Archive for September, 2007

The dark side

Wednesday, September 5th, 2007

One of the strange things about learning a foreign language and a foreign culture is that you are striving towards an unattainable goal, and as you move toward it, you move away from the pleasures that motivated you to seek it, and you move away from a potentially useful point of view towards one that is potentially useless; you move away from yourself and your community towards an uncertain identity and towards a community that you cannot be a part of. You begin somewhere, and you may end up nowhere.

I love to think about the dark side of second-language learning.
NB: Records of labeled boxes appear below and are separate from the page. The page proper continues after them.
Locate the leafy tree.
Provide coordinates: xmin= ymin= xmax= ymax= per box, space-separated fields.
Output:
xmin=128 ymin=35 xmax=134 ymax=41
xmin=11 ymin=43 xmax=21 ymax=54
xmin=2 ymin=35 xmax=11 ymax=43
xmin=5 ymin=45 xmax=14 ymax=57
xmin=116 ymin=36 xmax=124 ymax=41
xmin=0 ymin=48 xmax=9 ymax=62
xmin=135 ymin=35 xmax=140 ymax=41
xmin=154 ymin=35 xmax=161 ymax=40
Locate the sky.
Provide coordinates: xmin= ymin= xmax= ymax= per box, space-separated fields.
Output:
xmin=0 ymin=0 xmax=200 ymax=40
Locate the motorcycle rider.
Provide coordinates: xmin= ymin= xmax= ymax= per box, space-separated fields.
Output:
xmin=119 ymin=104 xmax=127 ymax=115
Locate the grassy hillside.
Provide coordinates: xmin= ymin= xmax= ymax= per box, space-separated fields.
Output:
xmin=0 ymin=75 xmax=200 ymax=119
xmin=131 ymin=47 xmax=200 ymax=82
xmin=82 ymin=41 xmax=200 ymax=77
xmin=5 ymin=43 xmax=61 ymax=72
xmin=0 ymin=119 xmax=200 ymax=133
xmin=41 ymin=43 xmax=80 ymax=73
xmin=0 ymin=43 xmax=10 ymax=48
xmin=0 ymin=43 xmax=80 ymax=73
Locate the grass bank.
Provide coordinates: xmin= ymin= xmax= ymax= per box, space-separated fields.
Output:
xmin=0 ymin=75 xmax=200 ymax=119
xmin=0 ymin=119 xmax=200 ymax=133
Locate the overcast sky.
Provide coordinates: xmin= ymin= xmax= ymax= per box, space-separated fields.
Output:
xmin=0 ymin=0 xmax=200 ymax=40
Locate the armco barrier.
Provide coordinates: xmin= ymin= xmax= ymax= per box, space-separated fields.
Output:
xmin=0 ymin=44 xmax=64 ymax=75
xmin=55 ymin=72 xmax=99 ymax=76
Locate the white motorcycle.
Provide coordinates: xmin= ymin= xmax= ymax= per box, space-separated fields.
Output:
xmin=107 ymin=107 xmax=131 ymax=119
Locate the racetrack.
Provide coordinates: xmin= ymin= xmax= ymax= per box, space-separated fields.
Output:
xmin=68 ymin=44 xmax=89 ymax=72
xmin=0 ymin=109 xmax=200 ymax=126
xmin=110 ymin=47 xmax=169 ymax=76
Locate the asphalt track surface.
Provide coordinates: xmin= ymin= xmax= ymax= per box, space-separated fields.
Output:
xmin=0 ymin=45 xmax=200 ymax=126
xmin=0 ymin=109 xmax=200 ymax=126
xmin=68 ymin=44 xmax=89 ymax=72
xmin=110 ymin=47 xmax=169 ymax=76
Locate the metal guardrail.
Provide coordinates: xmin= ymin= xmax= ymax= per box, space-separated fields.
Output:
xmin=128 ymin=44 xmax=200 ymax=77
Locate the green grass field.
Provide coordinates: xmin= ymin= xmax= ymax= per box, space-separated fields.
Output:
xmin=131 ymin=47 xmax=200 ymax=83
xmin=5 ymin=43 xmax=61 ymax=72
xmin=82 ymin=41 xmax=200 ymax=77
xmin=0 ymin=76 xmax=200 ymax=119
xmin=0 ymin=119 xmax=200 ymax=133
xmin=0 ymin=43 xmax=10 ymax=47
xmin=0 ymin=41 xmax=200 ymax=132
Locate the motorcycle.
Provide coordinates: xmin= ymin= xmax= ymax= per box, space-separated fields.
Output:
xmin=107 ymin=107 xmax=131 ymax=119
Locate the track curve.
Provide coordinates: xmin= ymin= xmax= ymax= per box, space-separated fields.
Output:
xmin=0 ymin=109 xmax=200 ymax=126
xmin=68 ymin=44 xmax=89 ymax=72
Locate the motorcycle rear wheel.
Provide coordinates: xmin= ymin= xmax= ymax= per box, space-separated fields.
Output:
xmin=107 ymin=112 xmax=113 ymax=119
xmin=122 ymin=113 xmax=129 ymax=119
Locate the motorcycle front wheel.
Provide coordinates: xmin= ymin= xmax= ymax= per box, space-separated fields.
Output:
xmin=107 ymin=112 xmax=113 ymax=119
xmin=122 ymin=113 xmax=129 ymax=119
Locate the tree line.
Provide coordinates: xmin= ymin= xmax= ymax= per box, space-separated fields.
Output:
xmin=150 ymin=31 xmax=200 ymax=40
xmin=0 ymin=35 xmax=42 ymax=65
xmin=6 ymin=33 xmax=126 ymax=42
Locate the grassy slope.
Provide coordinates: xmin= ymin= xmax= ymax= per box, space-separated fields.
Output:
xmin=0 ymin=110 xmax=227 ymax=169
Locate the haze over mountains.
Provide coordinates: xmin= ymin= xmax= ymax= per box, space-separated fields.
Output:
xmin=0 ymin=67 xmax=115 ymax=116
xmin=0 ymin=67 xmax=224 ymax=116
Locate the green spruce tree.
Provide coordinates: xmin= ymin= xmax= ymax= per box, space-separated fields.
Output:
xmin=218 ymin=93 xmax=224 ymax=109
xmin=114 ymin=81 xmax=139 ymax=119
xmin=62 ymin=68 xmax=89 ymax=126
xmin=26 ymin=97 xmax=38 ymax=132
We learn languages, if we learn them in school especially, in a relentlessly ideological environment, a world in which the value of language learning is wrapped up in the value of education itself; it is not only taken for granted, but promoted by everyone and every institution that would battle against the forces of ignorance. Many people learn languages simply because they believe it will be good for them. Learning a language is like taking vitamins for the brain; it’s like playing a sport or a musical instrument; it will render you sexy, civilized and saleable: it’s a little piece of cultural capital, and what more need be said?

I wish that instead of mindlessly encouraging students—and indeed forcing them through degree requirements—to study languages, it were mandatory for every would-be postulate to attend a series of counseling sessions in which the perils of language learning were laid out in graphic, horrific, and utterly convincing detail. Then, and only then, fully informed of the dangers they were about to incur, would students be allowed to proceed, if they still so desired. That would be far more honest than the polyannish nonsense and the pathetic attempts at seduction students endure in language classes today. Truer, and much more exciting too.